Culture

The Future of ‘Other’ College Sports

Ohio State football players and fans celebrate their championship win, January 12, 2015.
When high-profile stars get paid, will real amateurs suffer?

This weekend, the National Collegiate Athletic Association (NCAA) is gathering outside Washington, D.C., for its annual convention. The weather outside is cold, but the debate inside is likely to get quite heated, as the major conference commissioners embark on a series of decisions that could shake the very foundations of Division I (D1) sports.

Most of the coverage of the meeting is centering on money. In light of recent rulings that D1 (the highest level) football and men’s-basketball players can no longer be denied a share of the revenues their efforts generate, which schools are going to start paying athletes, and how much?

But in fact there is a bigger story here, and a thornier question the NCAA must confront: How can the association keep the looming professionalization of revenue-generating programs from decimating the non-revenue-generating sports, and indeed the very spirit of amateur athletics?

First, a little background. In August, a federal court in O’Bannon v. NCAA found the NCAA in violation of antitrust laws for barring athletes from receiving compensation in addition to their athletic scholarships. In response to this ruling, the NCAA granted its member schools the latitude to decide for themselves whether to give their varsity athletes more. The University of Texas, for instance, announced that it was prepared to pay its athletes an additional stipend of up to $10,000.

This sounds great for the athletes who will be compensated for their hard work with something beyond an education. But anyone who understands the systemic dynamics of D1 sports knows that this will inevitably create a competitive crisis, as smaller programs try to keep up with schools that reap huge revenues from football.

Worse, this pressure will open a rift between big-revenue sports and others, mostly Olympic sports, that don’t bring in the big dollars. That’s because it will only be a matter of time before competition and litigation push the big-time athletes’ stipends ever higher, and athletic directors will be pressed to make up the difference by cutting the teams that the big-money sports once subsidized.

Is there any way to stave off this scenario? Maybe.

Over the past several decades, sports like men’s gymnastics, swimming, wrestling, and track and field have been decimated by the flawed implementation of Title IX. Hundreds of teams have been dismantled in the disastrous enforcement of gender quotas. But in a number of cases, alumni and sports communities have stepped forward to endow or fund their programs, ensuring their survival. This can serve as an example for how to deal with the present crisis.

If our uniquely American college-sports system is to survive another Title IX–level onslaught, this time financial in nature, we’ll need that kind of leadership and support at the individual, university, and national levels. Alumni who have benefited from participation in college sports will need to step forward and take ownership of their programs rather than merely sit back and bemoan their disappearance. And coaches of non-revenue sports will need to be open to discussion of more-sustainable models that don’t rely entirely on revenues from football and basketball.

As stewards of our sports, we need to plan and prepare for the future.
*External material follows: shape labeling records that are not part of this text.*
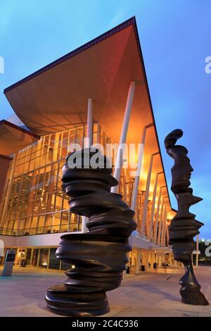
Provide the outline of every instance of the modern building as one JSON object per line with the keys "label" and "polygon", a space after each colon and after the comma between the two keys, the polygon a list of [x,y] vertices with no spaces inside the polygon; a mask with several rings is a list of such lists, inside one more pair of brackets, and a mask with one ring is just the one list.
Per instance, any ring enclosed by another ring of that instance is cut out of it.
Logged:
{"label": "modern building", "polygon": [[[138,175],[115,168],[118,192],[135,212],[130,267],[174,263],[171,207],[143,56],[132,18],[4,91],[15,114],[0,123],[0,239],[15,264],[64,270],[55,258],[64,232],[85,230],[61,189],[70,144],[83,138],[143,144]],[[11,123],[12,122],[12,123]],[[120,161],[120,160],[119,160]],[[127,160],[122,160],[125,162]],[[4,258],[1,258],[4,263]],[[143,269],[143,267],[142,267]]]}

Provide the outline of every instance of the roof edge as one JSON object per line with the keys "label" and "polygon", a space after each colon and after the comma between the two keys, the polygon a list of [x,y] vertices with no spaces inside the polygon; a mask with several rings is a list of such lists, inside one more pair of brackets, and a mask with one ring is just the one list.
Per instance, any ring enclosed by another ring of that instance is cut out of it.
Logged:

Change can be traumatic, but it also presents us with opportunities to rethink and reevaluate to create a better future.

For example, non-revenue sports could consider transitioning to the need-based scholarship model that has worked so well for the Ivy League schools. The Ivies generally offer more sports programs than other D1 schools. And in many cases, programs will be able to offer more student-athletes financial aid under a need-based model than under the current scholarship-limit structure.
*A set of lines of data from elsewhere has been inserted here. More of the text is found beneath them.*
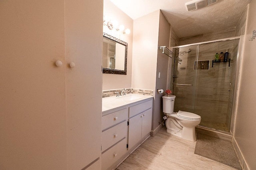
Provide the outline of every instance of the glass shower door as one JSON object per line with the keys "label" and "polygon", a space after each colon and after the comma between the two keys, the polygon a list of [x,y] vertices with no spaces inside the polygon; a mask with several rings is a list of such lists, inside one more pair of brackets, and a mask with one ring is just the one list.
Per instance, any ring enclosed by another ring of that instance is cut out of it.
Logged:
{"label": "glass shower door", "polygon": [[[171,82],[174,111],[195,113],[202,118],[200,125],[230,131],[238,44],[232,40],[174,49]],[[213,64],[215,54],[227,49],[230,60]]]}
{"label": "glass shower door", "polygon": [[180,110],[194,112],[197,70],[191,66],[196,60],[198,48],[198,45],[193,45],[175,50],[175,57],[173,61],[172,82],[171,83],[173,94],[176,96],[175,112]]}
{"label": "glass shower door", "polygon": [[[232,95],[230,93],[232,64],[223,58],[214,62],[214,55],[229,51],[233,59],[234,40],[200,45],[199,47],[196,81],[195,86],[194,111],[201,117],[200,125],[229,132],[232,114]],[[208,69],[201,70],[201,64],[208,61]]]}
In the near term, we hope that the major-conference leadership will tread carefully as they consider changing their rules. But in the long term, we can’t expect that the interests of non-revenue sports will be best served by profit-driven organizations like the major conferences. So we may need separate governing bodies: one with the semi-professional model and paid athletes, and one for non-revenue sports that would place the highest value on the educational experience of athletics.
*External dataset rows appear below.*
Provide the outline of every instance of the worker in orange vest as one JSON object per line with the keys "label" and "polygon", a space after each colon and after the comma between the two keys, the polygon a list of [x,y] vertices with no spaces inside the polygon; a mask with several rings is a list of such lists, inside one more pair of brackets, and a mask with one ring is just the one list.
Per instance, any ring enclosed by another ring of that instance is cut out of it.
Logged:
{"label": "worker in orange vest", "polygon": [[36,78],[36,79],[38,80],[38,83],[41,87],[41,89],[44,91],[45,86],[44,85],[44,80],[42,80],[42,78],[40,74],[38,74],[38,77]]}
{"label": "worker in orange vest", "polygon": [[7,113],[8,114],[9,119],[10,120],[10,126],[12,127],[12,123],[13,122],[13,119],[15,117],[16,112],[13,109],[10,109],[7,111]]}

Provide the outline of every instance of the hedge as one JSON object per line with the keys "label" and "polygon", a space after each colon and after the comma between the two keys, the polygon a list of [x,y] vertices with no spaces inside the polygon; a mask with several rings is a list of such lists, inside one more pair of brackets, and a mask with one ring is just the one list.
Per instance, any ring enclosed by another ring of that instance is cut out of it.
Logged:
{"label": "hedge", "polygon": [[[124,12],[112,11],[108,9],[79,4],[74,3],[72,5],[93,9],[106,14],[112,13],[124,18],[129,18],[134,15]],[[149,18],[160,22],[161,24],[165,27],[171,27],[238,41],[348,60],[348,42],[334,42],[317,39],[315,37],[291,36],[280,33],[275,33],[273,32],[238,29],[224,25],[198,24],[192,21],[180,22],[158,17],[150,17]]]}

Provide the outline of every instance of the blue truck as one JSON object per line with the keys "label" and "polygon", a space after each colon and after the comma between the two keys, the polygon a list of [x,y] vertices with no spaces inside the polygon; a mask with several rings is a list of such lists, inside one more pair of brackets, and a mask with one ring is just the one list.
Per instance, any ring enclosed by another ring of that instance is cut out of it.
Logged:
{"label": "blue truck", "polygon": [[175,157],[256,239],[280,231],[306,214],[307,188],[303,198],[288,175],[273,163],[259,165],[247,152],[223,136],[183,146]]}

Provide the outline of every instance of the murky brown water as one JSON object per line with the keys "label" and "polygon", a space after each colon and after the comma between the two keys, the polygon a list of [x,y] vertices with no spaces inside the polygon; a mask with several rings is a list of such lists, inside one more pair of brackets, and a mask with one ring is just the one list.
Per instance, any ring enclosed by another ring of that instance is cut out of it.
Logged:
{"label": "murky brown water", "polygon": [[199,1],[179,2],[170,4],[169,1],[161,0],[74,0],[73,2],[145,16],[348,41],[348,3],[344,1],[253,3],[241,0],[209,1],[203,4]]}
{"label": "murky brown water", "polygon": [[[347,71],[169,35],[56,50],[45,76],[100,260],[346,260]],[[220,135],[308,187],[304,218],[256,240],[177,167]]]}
At the American Sports Council, our mission is to preserve and promote the student-athlete experience. We’re made up of alumni and coaches who know well the personal and educational value to be gained from the marvelous experience of college athletics. And we want to make sure that whatever happens in the big-money programs, that experience remains available to future generations.

The O’Bannon ruling has given athletes in big-money sports a new status. But the voices of the vast majority of student-athletes, who don’t play in front of huge crowds packed into giant stadiums, must also be heard. In many ways, they embody all that’s ennobling about amateur competition. If they can get up at sunrise every day, train, and play their hearts out, all for the love of their sport, the least we can all do is stand behind them.

— Bob Wuornos is a board member of the American Sports Council and founder of the Men’s Intercollegiate Gymnastics Support Program. As a coach, he has developed 40 Junior Olympic gymnasts who have gone on to compete in NCAA Division I.